Search code examples
pythonmachine-learningnlpstring-matching

Python + Machine Learning : String matching problem


I have been given one problem to solve:

The problem is explained below:

The company maintains a dataset for specifications of all the products (nearly 4,500 at present) which it sells. Now each customer shares the details (name, quantity, brand etc.) of the products which he/she wants to buy from the company. Now, the customer while entering details in his/her dataset may spell the name of the product incorrectly. Also a product can be referred by many different ways in the company dataset. Example : red chilly can be referred as guntur chilly, whole red chilly, red chilly with stem, red chilly without stem etc.

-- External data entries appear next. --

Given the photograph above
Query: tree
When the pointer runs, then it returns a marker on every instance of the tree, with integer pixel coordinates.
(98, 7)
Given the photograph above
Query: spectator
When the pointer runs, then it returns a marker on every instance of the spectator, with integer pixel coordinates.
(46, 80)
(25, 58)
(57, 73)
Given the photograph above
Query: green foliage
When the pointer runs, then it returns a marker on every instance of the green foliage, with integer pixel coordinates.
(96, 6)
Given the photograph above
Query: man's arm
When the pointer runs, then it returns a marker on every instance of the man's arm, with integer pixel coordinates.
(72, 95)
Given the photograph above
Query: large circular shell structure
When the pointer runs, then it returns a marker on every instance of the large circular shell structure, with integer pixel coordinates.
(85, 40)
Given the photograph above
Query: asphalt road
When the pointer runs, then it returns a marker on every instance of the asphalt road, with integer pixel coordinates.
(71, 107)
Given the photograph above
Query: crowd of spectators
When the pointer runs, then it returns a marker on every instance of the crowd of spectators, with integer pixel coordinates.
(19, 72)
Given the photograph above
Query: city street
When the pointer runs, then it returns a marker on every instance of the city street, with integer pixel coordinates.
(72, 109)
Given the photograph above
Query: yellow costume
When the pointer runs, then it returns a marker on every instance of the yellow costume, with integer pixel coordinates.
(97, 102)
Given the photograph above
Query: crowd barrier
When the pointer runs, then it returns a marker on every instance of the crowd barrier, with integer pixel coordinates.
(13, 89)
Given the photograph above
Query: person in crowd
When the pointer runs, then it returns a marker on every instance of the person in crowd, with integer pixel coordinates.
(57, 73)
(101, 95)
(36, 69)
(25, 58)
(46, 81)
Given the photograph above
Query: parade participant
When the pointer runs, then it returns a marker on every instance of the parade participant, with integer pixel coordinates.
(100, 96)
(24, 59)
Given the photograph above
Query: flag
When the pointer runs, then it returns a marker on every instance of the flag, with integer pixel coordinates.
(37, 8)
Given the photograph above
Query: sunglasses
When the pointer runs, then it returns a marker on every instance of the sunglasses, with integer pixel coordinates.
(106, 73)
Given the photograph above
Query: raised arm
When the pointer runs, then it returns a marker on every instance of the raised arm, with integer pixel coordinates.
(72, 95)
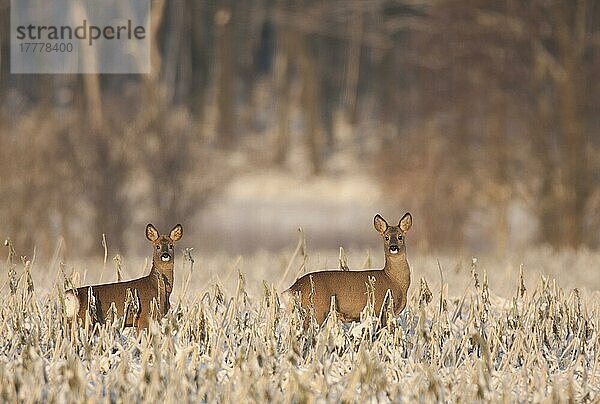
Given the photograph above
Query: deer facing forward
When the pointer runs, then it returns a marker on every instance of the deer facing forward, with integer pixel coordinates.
(148, 295)
(350, 287)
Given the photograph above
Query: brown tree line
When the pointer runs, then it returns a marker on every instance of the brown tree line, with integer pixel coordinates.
(461, 109)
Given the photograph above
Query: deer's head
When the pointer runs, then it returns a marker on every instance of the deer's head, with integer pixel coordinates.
(163, 245)
(393, 236)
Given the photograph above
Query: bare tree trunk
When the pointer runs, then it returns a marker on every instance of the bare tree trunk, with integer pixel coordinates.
(310, 104)
(571, 93)
(353, 68)
(282, 85)
(225, 123)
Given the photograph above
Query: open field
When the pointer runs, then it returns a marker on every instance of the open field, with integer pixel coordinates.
(486, 334)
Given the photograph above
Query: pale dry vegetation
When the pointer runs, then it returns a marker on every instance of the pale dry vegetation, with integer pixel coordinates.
(227, 338)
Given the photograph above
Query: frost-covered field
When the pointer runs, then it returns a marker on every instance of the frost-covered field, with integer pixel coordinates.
(471, 331)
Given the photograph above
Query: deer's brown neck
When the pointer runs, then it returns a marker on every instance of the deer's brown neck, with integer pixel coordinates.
(397, 268)
(163, 272)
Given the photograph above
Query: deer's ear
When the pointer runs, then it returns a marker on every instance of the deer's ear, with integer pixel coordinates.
(405, 222)
(380, 224)
(151, 233)
(176, 233)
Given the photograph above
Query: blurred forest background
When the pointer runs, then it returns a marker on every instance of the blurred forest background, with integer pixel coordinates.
(480, 117)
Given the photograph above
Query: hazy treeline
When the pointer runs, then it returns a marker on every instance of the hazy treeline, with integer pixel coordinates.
(466, 111)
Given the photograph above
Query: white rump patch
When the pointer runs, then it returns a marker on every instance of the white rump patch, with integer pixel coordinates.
(71, 304)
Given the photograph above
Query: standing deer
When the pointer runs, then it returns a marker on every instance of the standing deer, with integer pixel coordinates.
(350, 287)
(148, 296)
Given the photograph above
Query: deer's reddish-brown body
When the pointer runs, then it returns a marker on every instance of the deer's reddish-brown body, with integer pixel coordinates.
(150, 293)
(350, 288)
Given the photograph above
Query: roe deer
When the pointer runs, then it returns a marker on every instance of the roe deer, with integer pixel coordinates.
(350, 287)
(151, 293)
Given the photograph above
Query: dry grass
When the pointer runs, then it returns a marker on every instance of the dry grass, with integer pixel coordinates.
(227, 339)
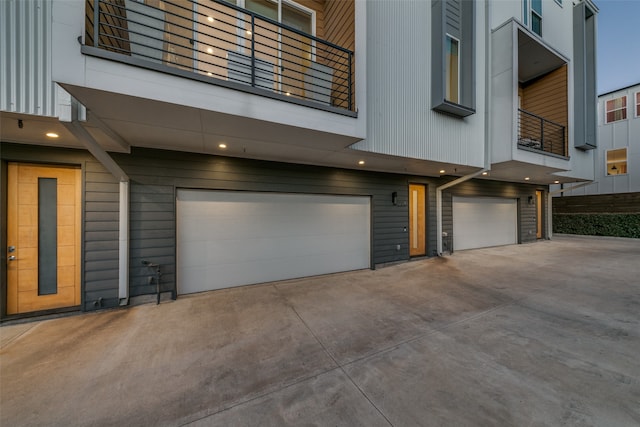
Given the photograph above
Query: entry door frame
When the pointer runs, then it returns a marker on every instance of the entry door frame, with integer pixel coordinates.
(78, 270)
(417, 219)
(540, 214)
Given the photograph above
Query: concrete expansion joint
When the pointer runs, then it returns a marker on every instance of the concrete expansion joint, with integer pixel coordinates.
(340, 366)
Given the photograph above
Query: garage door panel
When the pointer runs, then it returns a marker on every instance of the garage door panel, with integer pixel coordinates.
(239, 238)
(482, 222)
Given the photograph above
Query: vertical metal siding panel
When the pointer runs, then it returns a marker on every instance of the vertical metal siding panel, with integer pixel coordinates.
(401, 122)
(26, 58)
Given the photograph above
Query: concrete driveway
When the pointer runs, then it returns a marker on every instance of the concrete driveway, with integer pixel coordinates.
(543, 334)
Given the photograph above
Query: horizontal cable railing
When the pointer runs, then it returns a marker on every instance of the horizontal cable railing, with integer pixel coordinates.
(222, 41)
(538, 133)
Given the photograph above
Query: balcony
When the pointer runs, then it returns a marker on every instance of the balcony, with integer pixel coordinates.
(538, 134)
(222, 44)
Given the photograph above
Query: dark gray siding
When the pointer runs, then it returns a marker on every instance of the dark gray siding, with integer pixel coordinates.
(155, 175)
(101, 232)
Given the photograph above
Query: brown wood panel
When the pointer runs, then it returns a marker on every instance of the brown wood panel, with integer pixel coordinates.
(22, 232)
(547, 96)
(539, 216)
(597, 203)
(417, 220)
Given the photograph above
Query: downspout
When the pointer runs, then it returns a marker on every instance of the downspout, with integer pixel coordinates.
(550, 204)
(75, 126)
(487, 130)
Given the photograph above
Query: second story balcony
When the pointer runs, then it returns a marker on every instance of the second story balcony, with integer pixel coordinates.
(539, 134)
(266, 48)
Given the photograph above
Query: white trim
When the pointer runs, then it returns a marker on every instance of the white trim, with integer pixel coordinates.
(459, 74)
(606, 111)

I am absolutely confused about how to approach this problem. Should I use any machine learning based technique? If yes, then plz explain me what to do. Or, if it is possible to solve this problem without machine learning then also explain your approach. I am using Python.

The challenge : customer can refer to a product in many ways and the company also stores a single product in many ways with different specifications like variations in name, quantity, unit of measurements etc. With a labeled dataset I can find out that red bull energy drink(data entered by customer) is red bull (label) and red bull(entered by customer) is also red bull. But what's the use of finding this label? Because in my company dataset also red bull is present in many ways. Again I have to find all the different names of red bull in which they present in company dataset.

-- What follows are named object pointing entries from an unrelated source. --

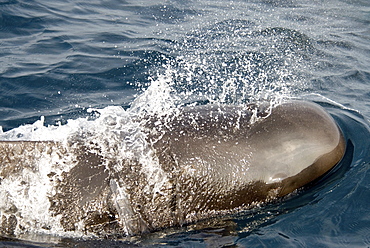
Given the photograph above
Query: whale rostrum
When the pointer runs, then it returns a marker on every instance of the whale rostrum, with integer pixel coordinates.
(207, 160)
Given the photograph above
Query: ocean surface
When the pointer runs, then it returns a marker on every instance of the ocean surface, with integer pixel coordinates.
(61, 59)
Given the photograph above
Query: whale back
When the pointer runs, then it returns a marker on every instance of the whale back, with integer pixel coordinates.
(213, 159)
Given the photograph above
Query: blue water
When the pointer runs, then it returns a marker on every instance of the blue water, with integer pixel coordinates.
(59, 58)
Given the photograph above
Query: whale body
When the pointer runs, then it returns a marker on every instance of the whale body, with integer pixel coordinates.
(206, 161)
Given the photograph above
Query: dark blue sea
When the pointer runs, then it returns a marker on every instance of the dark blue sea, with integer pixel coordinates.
(61, 58)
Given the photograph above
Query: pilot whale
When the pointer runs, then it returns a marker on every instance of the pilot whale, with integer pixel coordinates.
(205, 160)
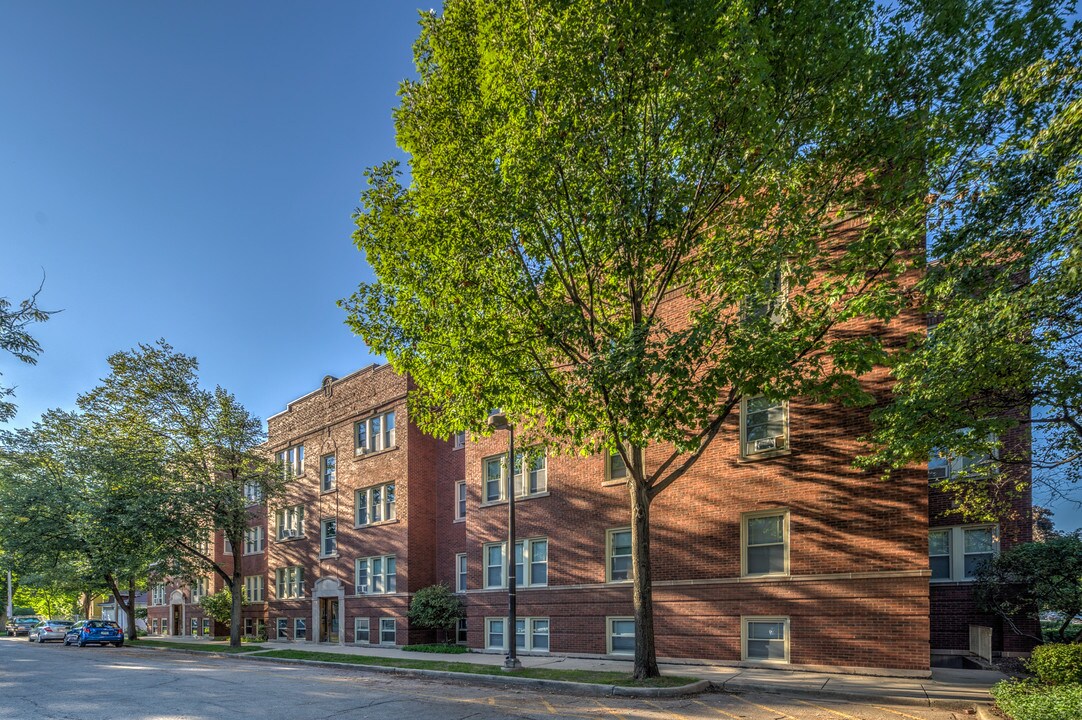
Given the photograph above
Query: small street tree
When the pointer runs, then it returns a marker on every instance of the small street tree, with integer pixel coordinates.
(575, 168)
(1032, 578)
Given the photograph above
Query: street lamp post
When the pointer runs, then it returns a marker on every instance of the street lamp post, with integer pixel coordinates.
(499, 421)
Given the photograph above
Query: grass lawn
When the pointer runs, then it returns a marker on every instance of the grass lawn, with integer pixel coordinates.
(537, 673)
(198, 648)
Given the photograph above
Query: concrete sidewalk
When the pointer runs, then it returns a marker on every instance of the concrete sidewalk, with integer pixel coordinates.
(945, 689)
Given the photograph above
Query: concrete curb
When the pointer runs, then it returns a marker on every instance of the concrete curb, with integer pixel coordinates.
(585, 689)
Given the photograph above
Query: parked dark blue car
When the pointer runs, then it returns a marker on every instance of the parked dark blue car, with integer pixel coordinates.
(102, 632)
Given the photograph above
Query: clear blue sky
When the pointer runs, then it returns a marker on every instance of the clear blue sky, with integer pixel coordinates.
(187, 171)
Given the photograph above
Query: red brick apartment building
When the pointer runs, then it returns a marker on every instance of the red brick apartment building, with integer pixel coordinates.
(772, 550)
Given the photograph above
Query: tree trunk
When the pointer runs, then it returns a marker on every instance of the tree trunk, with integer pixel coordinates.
(236, 584)
(646, 662)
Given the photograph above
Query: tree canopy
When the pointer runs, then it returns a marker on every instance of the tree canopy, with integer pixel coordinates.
(623, 218)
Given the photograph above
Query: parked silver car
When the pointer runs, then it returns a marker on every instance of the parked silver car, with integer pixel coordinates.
(49, 630)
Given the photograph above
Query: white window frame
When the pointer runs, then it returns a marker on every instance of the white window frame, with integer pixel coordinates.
(460, 500)
(366, 498)
(394, 630)
(253, 493)
(289, 519)
(529, 635)
(957, 539)
(779, 448)
(522, 478)
(358, 623)
(744, 619)
(291, 460)
(324, 537)
(608, 555)
(253, 588)
(379, 433)
(609, 633)
(783, 512)
(460, 572)
(328, 474)
(527, 546)
(253, 540)
(289, 583)
(386, 578)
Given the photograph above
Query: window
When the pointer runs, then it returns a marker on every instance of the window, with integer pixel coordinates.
(460, 572)
(253, 492)
(374, 434)
(618, 546)
(616, 469)
(253, 540)
(291, 460)
(289, 583)
(531, 633)
(765, 539)
(360, 629)
(375, 505)
(253, 588)
(495, 633)
(199, 589)
(375, 575)
(533, 482)
(535, 552)
(327, 472)
(764, 427)
(328, 537)
(942, 466)
(766, 639)
(460, 500)
(386, 630)
(621, 636)
(957, 553)
(290, 522)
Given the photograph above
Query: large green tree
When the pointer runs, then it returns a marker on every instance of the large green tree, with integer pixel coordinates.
(1005, 292)
(575, 166)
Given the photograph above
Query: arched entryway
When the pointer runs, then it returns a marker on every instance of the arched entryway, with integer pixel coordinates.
(328, 602)
(176, 613)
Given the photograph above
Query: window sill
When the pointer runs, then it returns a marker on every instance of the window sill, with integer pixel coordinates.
(360, 455)
(379, 524)
(764, 456)
(518, 498)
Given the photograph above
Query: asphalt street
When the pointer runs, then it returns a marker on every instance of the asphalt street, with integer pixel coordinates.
(52, 682)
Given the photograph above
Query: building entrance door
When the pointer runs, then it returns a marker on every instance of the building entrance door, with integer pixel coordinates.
(328, 619)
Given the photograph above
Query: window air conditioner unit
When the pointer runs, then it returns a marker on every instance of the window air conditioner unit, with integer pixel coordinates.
(768, 444)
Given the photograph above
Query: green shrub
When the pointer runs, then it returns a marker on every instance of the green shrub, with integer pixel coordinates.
(437, 648)
(1029, 699)
(1056, 664)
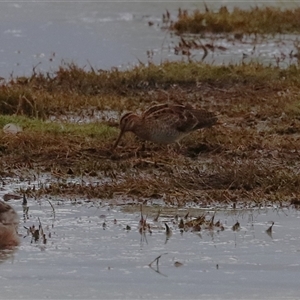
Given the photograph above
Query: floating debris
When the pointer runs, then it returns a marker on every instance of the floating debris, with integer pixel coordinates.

My approach: I will prepare a Python dictionary like this:

{
"red chilly" : ['red chilly', 'guntur chilly', 'red chilly with stem'],
"red bull" : ['red bull energy drink', 'red bull']
}

Each entry in the dictionary is a product. whose keys are the sort of stem names of the products and the values are the all possible names for a product. Now customer enters a product name, say red bull energy drink. I will check in the dictionary for each key. If any value of that key matches, then I'll understand that the product is actually red bull and it can be referred as red bull and red bull energy drink, both ways in the company dataset. How's this approach ?


Solution

  • Best situation

    If you have access to all possible usage names of the product it will be the best situation, all you have to do is check if the name entered by the user falls in the synonyms. 5000 products with say 10 synonyms each with a well desired schema should be easily handled by a powerful Database system.

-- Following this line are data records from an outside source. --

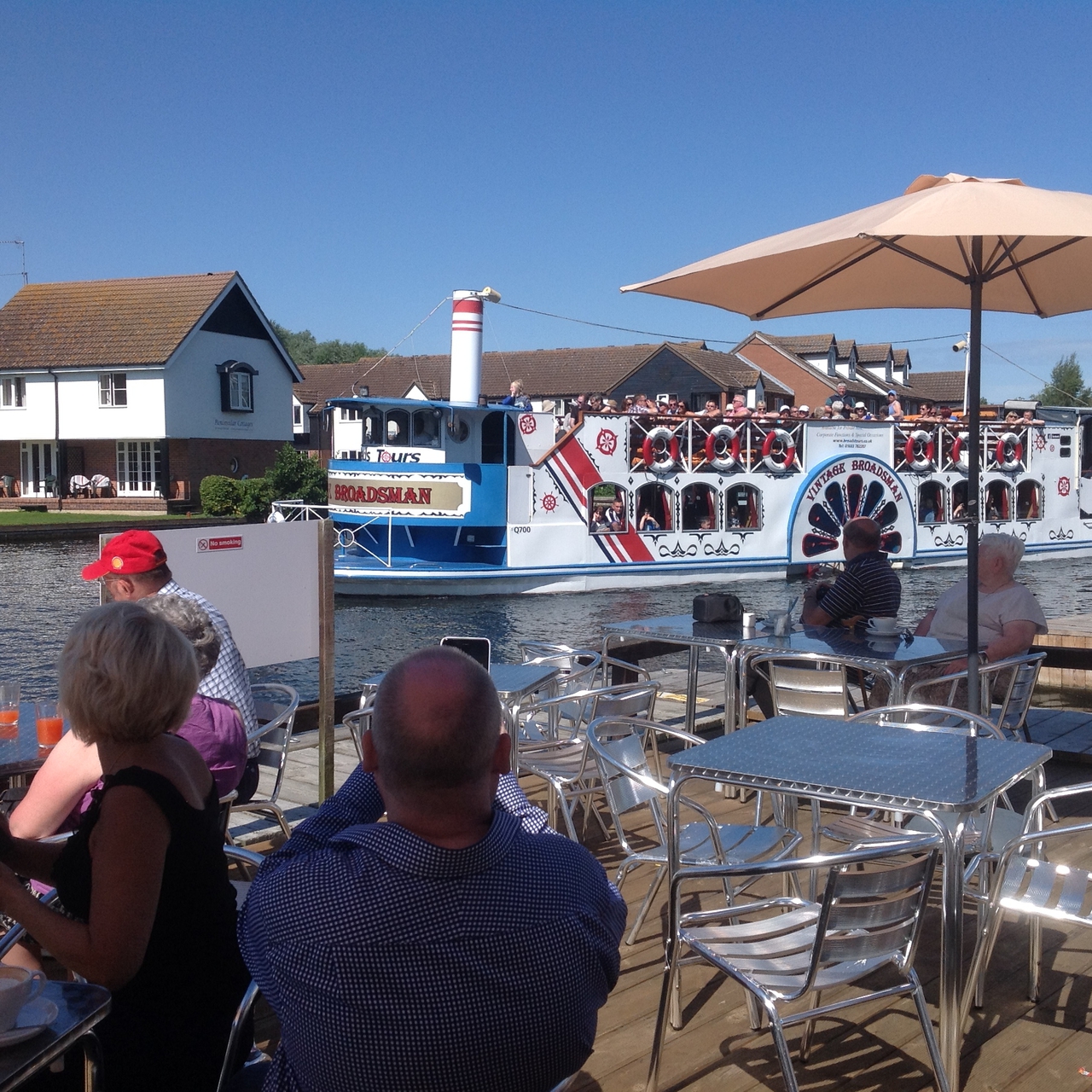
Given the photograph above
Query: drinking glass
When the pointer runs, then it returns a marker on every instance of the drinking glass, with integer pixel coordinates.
(48, 722)
(9, 710)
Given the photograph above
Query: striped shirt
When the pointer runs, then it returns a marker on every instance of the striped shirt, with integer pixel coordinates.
(867, 587)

    Search engine based solution

    Lets say if you don't have access to synonyms but say you have access to detailed English description of the product, then you can search for the user entered name in the description. One can use search engine like Apache Solr which uses inverted Index based on TFIDF. The document which SOLR returns as top result will be the corresponding product then. In short, index you document desciptions into solr and search for the user entered product name in solr. Mind that it is lexicon based not semantic based but lexion based will suffice for you, as long as your user will not call a banana as "yellow color cylinder shaped fruit"

    ML Based

    The are good distributed vector representations (word2vec, glove) called embeddings. The important properly of embeddings is that the distance between related words will be small. However, these vectors are not good for you because what you have are phrases not words (red is a word but red chilly is a phrase). There are no good pre-trained phrase to vector embeddings available in open source. If you want to use a model based on vector similarity then you will have to build your own phrase2vec model. So assuming you are able to build a phrase2vec model, you have to find the vector(corresponding to the product) which is close to the vector of the product name typed by your customer.